On Thu, Mar 06, 2025 at 09:35:27AM +0000, Juri Lelli wrote:
Hi Joel,
On 05/03/25 20:10, Joel Fernandes wrote:
Currently, RCU boost testing in rcutorture is broken because it relies on having RT throttling disabled. This means the test will always pass (or rarely fail). This occurs because recently, RT throttling was replaced by DL server which boosts CFS tasks even when rcutorture tried to disable throttling (see rcu_torture_disable_rt_throttle()). However, the systctl_sched_rt_runtime variable is not considered thus still allowing RT tasks to be preempted by CFS tasks.
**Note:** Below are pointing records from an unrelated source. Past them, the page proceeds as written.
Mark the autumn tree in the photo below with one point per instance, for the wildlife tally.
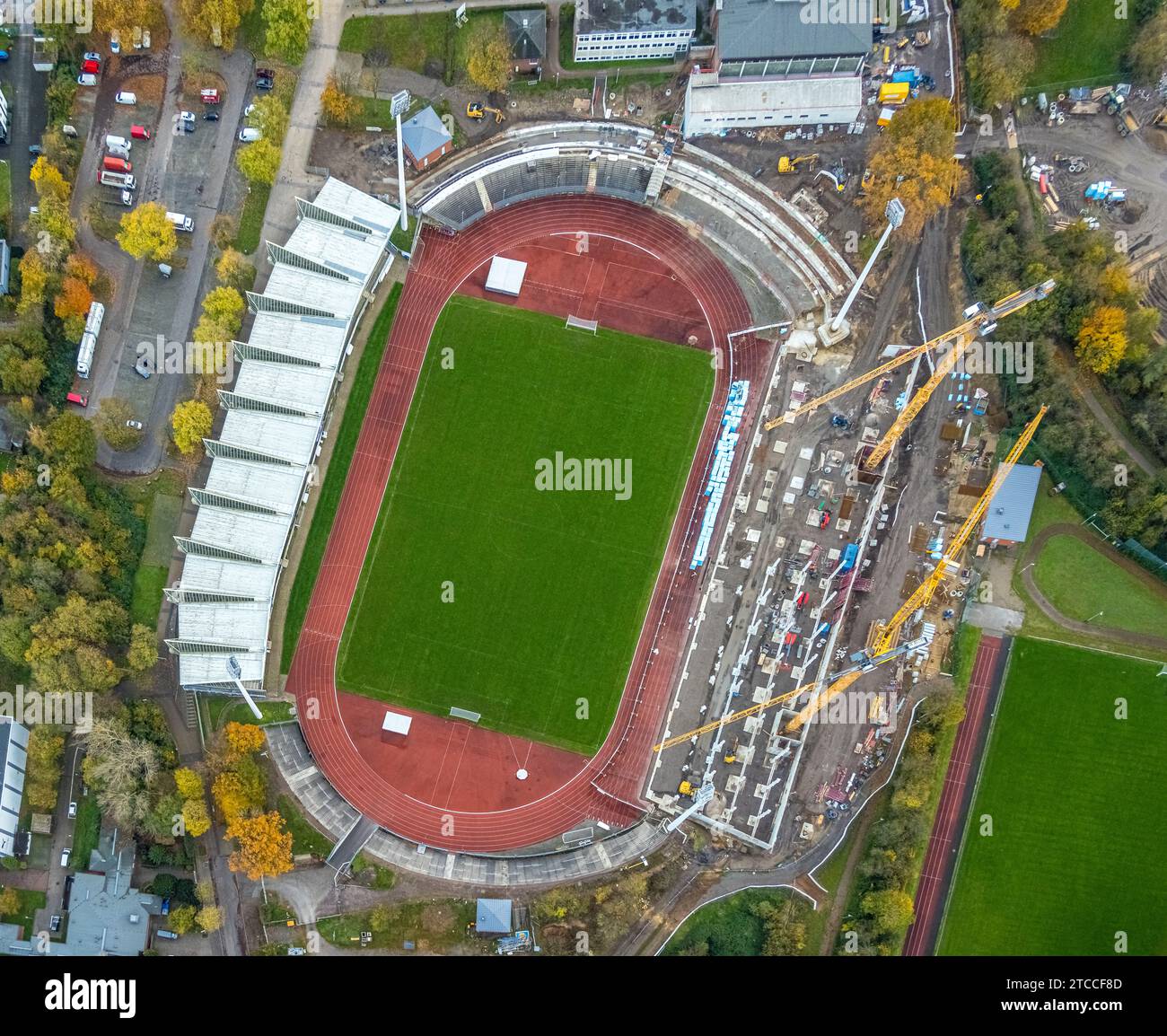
(488, 57)
(891, 910)
(147, 233)
(338, 105)
(209, 918)
(233, 269)
(244, 739)
(214, 22)
(191, 423)
(265, 846)
(1101, 339)
(195, 819)
(287, 27)
(111, 425)
(915, 161)
(259, 161)
(1037, 16)
(141, 654)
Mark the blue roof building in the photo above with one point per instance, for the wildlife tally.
(1010, 510)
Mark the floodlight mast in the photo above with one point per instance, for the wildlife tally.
(234, 671)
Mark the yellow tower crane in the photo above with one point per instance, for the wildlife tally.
(887, 633)
(882, 647)
(979, 319)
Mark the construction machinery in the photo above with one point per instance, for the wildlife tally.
(887, 633)
(882, 646)
(479, 111)
(981, 321)
(788, 164)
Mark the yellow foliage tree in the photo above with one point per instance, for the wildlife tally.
(194, 817)
(244, 739)
(265, 846)
(914, 160)
(1101, 339)
(338, 106)
(488, 57)
(191, 423)
(147, 233)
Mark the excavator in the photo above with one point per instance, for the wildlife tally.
(788, 164)
(479, 111)
(882, 646)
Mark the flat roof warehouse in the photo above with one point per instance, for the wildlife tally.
(263, 462)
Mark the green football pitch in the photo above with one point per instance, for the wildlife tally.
(1073, 794)
(486, 592)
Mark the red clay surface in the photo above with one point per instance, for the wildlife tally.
(453, 786)
(601, 279)
(940, 859)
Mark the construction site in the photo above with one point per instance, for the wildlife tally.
(835, 593)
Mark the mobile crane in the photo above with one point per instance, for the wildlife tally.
(882, 647)
(979, 319)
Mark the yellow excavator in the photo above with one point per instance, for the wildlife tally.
(479, 111)
(788, 164)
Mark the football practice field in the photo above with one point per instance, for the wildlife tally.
(494, 583)
(1063, 853)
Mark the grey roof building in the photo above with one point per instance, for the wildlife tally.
(13, 764)
(424, 136)
(526, 33)
(494, 917)
(630, 15)
(1007, 518)
(108, 916)
(759, 30)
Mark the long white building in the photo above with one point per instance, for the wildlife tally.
(263, 464)
(608, 31)
(777, 63)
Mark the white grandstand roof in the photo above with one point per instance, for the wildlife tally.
(347, 251)
(362, 258)
(291, 437)
(271, 486)
(319, 291)
(355, 205)
(306, 338)
(257, 536)
(287, 384)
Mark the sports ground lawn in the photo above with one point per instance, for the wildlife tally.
(1080, 583)
(549, 588)
(1077, 828)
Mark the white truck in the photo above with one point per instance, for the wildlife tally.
(111, 179)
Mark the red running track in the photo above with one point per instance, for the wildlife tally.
(940, 859)
(608, 786)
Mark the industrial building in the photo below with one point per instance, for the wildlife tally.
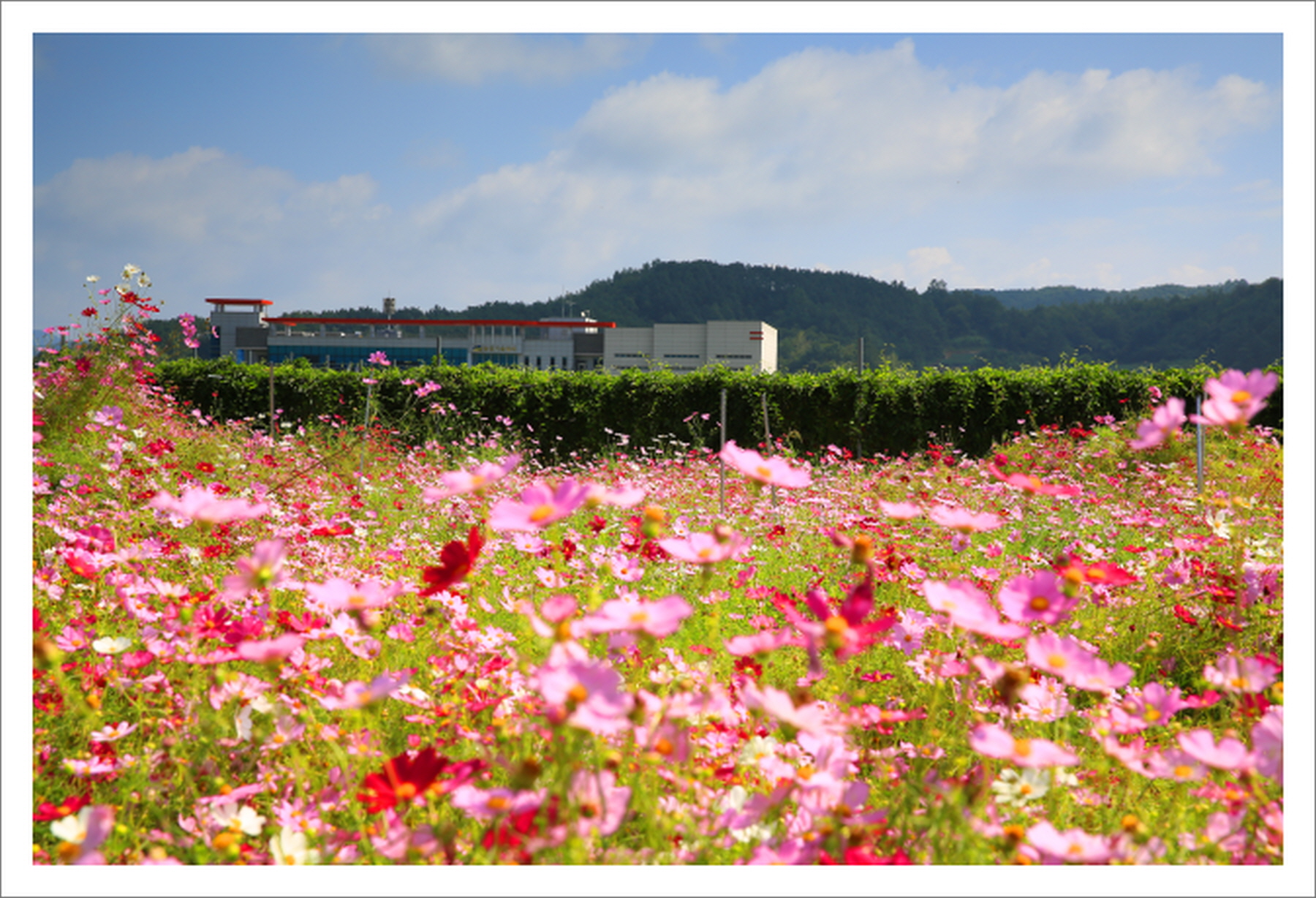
(241, 328)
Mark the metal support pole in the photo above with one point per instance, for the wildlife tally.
(270, 360)
(722, 472)
(1202, 445)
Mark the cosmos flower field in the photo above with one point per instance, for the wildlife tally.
(324, 648)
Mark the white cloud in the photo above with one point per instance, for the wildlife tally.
(475, 59)
(822, 157)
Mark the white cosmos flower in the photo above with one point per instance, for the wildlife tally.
(290, 847)
(230, 817)
(111, 646)
(1018, 789)
(72, 829)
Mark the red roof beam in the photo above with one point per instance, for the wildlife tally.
(442, 323)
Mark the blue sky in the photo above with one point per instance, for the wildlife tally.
(329, 170)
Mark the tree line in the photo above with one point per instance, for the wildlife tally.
(822, 315)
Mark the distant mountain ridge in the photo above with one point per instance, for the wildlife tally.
(822, 315)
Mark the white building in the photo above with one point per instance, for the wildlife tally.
(240, 328)
(689, 347)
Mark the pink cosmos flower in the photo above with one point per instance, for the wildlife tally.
(1268, 744)
(1153, 706)
(197, 503)
(337, 594)
(474, 481)
(602, 802)
(112, 733)
(1228, 755)
(539, 506)
(763, 641)
(964, 521)
(809, 718)
(1239, 674)
(623, 498)
(1074, 664)
(845, 630)
(590, 692)
(773, 472)
(357, 694)
(1032, 485)
(85, 832)
(899, 510)
(995, 742)
(1244, 391)
(1036, 598)
(659, 618)
(270, 649)
(970, 608)
(1165, 420)
(1070, 845)
(262, 570)
(704, 548)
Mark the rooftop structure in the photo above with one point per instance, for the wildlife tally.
(240, 328)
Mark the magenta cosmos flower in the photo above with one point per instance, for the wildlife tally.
(539, 506)
(473, 481)
(773, 472)
(1032, 485)
(199, 503)
(995, 742)
(970, 608)
(1036, 598)
(964, 521)
(1074, 664)
(659, 618)
(1073, 845)
(1235, 398)
(1165, 420)
(704, 548)
(899, 510)
(1228, 755)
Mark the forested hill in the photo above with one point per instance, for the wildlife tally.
(820, 317)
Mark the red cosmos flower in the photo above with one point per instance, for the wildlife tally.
(72, 805)
(406, 777)
(1074, 572)
(344, 528)
(403, 780)
(454, 562)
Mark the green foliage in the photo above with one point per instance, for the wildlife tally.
(583, 415)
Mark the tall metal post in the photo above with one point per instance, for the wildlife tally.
(722, 472)
(1202, 445)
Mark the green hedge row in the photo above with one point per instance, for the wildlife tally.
(880, 411)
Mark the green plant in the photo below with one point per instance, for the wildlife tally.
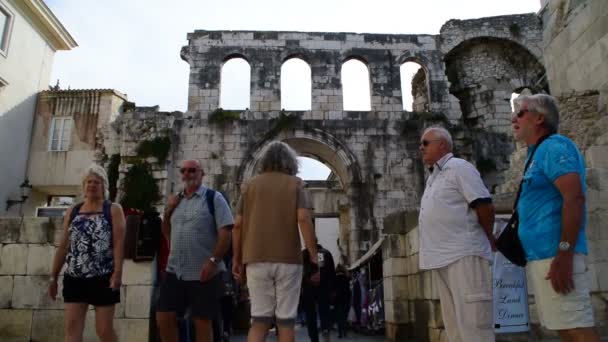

Therefore this patch prevents DL server from starting when RCU torture sets the sysctl_sched_rt_runtime to -1.
With this patch, boosting in TREE09 fails reliably if RCU_BOOST=n.
Steven also mentioned that this could fix RT usecases where users do not want DL server to be interfering.
Cc: stable@vger.kernel.org Cc: Paul E. McKenney paulmck@kernel.org Cc: Steven Rostedt rostedt@goodmis.org Fixes: cea5a3472ac4 ("sched/fair: Cleanup fair_server") Signed-off-by: Joel Fernandes joelagnelf@nvidia.com
v1->v2: Updated Fixes tag (Steven) Moved the stoppage of DL server to fair (Juri)
I think what I suggested/wondered (sorry if I wasn't clear) is that we might need a link between sched_rt_runtime and the fair_server per-cpu runtime under sched/debug (i.e., sched_fair_write(), etc), otherwise one can end up with DL server disabled and still non zero runtime on the debug interface. This is only if we want to make that link, though; which I am not entirely sure it is something we want to do, as we will be stuck with an old/legacy interface if we do. Peter?
While we are discussing, would it be acceptable to provide a sysctl that disabled DL server? We could set this via boot parameters in rcutorture. That would unblock the testing. If feel that is OK to do considering another sysctl systctl_sched_rt_runtime is already there to disable RT throttling, so we are just adding a similar one for DL server. What do you think?
thanks,
- Joel